Researchers also conducted other experiments with randomly selected keywords that developed various original hypotheses on more efficient biomimetic micro -flow systems, increasing the mechanical properties of collagen -based scaffolding and interaction between graphene and amyloid fibers to create bioelectronic devices.
“The system was able to come up with these new, rigorous ideas based on the path from the knowledge chart,” says Ghafarollahi. “In terms of news and possibilities of use, the materials seemed solid and innovative. In future works we will generate thousands or tens of thousands of new research ideas, and then we can categorize them, try to better understand how these materials are generated and how they can be improved.”
In the future, scientists hope to enable new tools for downloading information and starting simulations to their frames. They can also easily mention foundation models within their framework to get more advanced models, enabling the system to adapt to the latest innovations in artificial intelligence.
“Due to the way these agents have influenced, the improvement of one model, even if it is small, has a huge impact on the general behavior and system output,” says Buehler.
Since the publication of Open Source, the researchers have contacted hundreds of people interested in using frames in various scientific fields, and even areas such as finance and cyber security.
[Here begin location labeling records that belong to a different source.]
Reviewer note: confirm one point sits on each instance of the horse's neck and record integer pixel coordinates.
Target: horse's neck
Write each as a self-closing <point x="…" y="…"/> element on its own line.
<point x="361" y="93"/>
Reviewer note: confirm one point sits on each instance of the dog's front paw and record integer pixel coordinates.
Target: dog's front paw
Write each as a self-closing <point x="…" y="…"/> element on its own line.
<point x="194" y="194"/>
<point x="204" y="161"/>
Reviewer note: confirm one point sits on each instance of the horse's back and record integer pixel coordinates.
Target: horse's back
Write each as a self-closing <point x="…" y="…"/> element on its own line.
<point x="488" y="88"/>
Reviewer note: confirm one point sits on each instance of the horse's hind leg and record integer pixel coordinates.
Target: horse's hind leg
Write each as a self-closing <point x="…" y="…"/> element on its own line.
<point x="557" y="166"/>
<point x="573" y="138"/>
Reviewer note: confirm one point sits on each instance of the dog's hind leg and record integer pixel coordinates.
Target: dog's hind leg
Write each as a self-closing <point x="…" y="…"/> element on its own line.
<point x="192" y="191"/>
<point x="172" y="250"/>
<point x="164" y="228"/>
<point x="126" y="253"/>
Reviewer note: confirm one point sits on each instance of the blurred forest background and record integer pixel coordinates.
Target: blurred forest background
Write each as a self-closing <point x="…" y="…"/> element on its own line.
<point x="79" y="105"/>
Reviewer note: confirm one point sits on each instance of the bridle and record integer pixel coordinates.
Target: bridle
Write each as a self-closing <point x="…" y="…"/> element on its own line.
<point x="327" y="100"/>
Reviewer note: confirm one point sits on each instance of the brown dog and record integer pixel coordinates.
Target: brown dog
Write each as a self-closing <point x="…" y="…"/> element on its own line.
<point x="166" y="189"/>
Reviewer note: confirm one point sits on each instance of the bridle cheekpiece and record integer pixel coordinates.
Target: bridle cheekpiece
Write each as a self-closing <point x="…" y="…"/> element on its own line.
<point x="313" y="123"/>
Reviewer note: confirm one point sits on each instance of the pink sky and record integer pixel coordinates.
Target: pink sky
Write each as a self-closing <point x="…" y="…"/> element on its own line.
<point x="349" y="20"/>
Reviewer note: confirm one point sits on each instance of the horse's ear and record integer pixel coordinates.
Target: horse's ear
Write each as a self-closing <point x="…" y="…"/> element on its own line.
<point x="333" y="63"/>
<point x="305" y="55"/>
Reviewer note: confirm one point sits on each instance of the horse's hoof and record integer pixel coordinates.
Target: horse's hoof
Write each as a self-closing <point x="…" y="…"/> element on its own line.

“There are many things that you can do without having to go to the laboratory,” says Buehler. “You want to go to the laboratory at the very end of the process. The laboratory is expensive and takes a lot of time, so you want a system that can deeply view the best ideas, formulate the best hypotheses and accurate predictions of rising behavior. Our vision is to facilitate this in use so that you can use the application to introduce other ideas or pull other ideas or stretch in models.”